Franklin County Fiscal Court was recently awarded a grant to preserve and manage local records.
The Kentucky Department for Libraries and Archives, which is under the Education and Workforce Development Cabinet, awarded the grant to 20 governmental agencies in its first round of grants for fiscal year 2020. The fiscal court was awarded $19,950.
According to a press release from KDLA, the grant is part of the Local Records Program, which aims to "preserve, protect and make available records with continuing archival value and assist local agencies with records management" with training, grants and other direct services.
Judge-Executive Huston Wells said the county plans to use the grant to codify its database of ordinances.

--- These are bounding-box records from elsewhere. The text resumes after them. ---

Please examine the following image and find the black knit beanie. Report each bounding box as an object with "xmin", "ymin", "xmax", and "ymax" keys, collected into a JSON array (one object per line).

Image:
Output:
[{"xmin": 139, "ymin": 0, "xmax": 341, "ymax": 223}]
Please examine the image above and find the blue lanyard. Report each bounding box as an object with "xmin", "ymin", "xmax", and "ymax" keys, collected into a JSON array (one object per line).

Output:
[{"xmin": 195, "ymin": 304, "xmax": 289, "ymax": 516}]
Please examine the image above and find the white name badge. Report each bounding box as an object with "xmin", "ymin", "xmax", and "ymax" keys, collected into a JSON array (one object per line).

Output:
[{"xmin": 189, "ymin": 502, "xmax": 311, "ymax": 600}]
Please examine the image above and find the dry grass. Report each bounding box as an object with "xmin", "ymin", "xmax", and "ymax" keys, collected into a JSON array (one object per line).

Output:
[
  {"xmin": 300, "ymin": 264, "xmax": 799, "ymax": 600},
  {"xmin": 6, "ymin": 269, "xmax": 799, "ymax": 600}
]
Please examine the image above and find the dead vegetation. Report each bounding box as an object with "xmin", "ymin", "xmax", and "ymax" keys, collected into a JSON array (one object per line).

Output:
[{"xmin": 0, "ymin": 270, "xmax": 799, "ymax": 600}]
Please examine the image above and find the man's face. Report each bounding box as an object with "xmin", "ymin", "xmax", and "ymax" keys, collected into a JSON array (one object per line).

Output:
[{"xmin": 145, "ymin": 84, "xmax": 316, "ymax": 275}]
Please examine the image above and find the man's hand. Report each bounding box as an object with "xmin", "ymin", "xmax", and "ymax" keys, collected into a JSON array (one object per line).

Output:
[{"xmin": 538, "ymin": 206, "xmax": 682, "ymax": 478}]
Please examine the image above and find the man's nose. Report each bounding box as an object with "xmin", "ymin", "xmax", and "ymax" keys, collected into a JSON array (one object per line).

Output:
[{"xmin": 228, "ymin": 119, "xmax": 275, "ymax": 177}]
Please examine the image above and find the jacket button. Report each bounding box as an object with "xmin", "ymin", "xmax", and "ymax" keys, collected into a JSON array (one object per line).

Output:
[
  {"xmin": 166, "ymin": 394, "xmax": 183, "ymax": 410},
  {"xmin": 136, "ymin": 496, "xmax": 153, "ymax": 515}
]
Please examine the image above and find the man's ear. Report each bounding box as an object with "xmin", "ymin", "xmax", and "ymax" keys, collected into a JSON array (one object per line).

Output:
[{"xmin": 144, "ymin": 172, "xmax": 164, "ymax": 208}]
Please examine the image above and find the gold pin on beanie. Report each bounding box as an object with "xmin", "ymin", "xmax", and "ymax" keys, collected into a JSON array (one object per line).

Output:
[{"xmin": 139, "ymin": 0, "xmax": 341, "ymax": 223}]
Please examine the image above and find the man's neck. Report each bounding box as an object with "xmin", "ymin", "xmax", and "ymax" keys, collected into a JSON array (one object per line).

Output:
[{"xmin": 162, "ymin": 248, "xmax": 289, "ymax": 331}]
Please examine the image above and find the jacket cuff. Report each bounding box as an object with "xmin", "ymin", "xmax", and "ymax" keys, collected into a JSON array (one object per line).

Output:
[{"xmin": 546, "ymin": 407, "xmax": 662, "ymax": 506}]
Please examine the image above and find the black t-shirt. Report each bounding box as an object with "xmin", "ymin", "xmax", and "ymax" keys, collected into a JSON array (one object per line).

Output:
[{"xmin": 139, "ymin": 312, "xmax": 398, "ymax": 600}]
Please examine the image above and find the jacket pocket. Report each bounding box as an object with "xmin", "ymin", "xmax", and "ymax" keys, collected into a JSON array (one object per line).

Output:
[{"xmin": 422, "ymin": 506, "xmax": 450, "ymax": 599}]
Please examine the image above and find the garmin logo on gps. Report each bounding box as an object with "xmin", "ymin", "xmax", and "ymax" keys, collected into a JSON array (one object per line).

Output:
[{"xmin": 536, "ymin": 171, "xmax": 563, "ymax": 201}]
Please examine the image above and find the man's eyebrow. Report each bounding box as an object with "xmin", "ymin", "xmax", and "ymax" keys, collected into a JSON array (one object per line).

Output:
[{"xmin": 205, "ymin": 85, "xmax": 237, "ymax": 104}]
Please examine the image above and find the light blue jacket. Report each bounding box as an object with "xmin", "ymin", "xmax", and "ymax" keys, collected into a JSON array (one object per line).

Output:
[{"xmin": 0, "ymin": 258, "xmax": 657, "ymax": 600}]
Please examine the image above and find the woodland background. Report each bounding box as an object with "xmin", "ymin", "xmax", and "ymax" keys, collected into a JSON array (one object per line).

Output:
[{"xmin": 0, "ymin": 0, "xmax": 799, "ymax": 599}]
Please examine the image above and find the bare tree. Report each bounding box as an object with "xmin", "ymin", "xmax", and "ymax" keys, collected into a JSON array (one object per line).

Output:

Following some paperwork and a bidding process, the county will hire a contractor to put ordinances into a searchable format online that will be accessible to the public. Currently, ordinances are online in a list of hyperlinks.
Wells said that such a program will also allow the county to easily compare its ordinances with state statues. This could take a year or so to implement, he said.
"It is really something we couldn't do on our own," Wells said.
Wells said that the Local Records Program shows that the state is willing to help local governments be transparent and bring such databases up to date. Franklin County is honored and grateful to be among the first round of recipients, he said.
Franklin County could not have received the grant without the hard work of Ann Northcutt, the county's grant administrator, Wells added.
Grant funds are possible through fees created by the Kentucky General Assembly. The 20 grants KDLA just awarded total around $450,000.
“These funds significantly enable local agencies to preserve and provide access to records important to them and the people they serve,” said KDLA Commissioner Terry Manuel in a press release. “The public greatly benefits from the work local agencies put into maintaining these records.”